The interview takes place in Los Angeles at Universal, home to Steven Spielberg’s production offices, several sound-stages and the sets of numerous television shows. Inside The Grill, framed prints of classic Universal releases such as The Birds and The Creature from the Black Lagoon hang on the walls. In person, her beauty is amplified; her eyes sparkle mischievously when she laughs, her celebrated lips frame a set of blinding white teeth. She says she has brought her daughters with her for this trip. She explains that she and Pitt tend to travel everywhere with them and the family is never in the same place for long. “We take turns working so one of us can be home with the kids. It’s been hard – I’ve been [in Los Angeles] for a week and it’s very unusual to separate for this long. I brought the girls so we’re having a special girl trip. All the boys are hanging out with Brad … he’s filming a zombie movie [World War Z].”
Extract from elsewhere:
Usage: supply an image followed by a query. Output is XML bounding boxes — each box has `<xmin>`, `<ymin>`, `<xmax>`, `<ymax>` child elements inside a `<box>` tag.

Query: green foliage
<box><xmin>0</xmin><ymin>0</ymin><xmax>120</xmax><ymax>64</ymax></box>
‘I was breastfeeding, reading this action script and thought, “I need to get out of my nightgown and I need a gun.”‘  The Jolie Pitt family is a miniature League of Nations. Their eldest son Maddox, who is almost 10, was adopted in 2002 from his native Cambodia. Zahara, aged six, was born in Ethiopia, while Shiloh, the couple’s first biological child, was born five years ago in Namibia. Pax, whom they adopted four years ago, was born in Vietnam and three years ago, Jolie gave birth in France to twins Knox and Vivienne. “They are all learning about each other’s cultures as well as being proud of their own,” she says. “So it’s not like just the boys get to do the Asian thing. They all have their flags over their beds and their individual pride. We owe Vietnam a visit, because Pax is due. Z wants to get back to Africa, and Shiloh too. So everyone takes their turns in their country.”

She has been to Cambodia this year, to shoot an advertising campaign for Louis Vuitton with Annie Leibovitz. An impoverished country might seem like an odd place for a luxury fashion house to shoot an ad campaign but the final decision was made by Jolie herself. “To actually do it there, to highlight the beauty of the country, was something I was very happy to do because it is a place people should travel to,” she says. Indeed, she and Pitt have a house there – “it’s a little place on stilts.” Her fee from the campaign will go towards charitable projects in the country, she says, building on work she began with a foundation the family established in Maddox’s name. “It’s focused on protecting mountains from deforestation, poaching and clearing landmines. We put it together for Mad so when he’s older he’ll hopefully take it over.”

Given how much they travel, where do they consider home? “Home is wherever we are.” Does she feel rootless? “Yes, but happily. I ’m very bad at staying in one place. I’m also bad at sitting still. I was a terrible student at school. But there’s so much to explore in the world … so I love travel. If you can travel I think it’s the best way to raise kids.”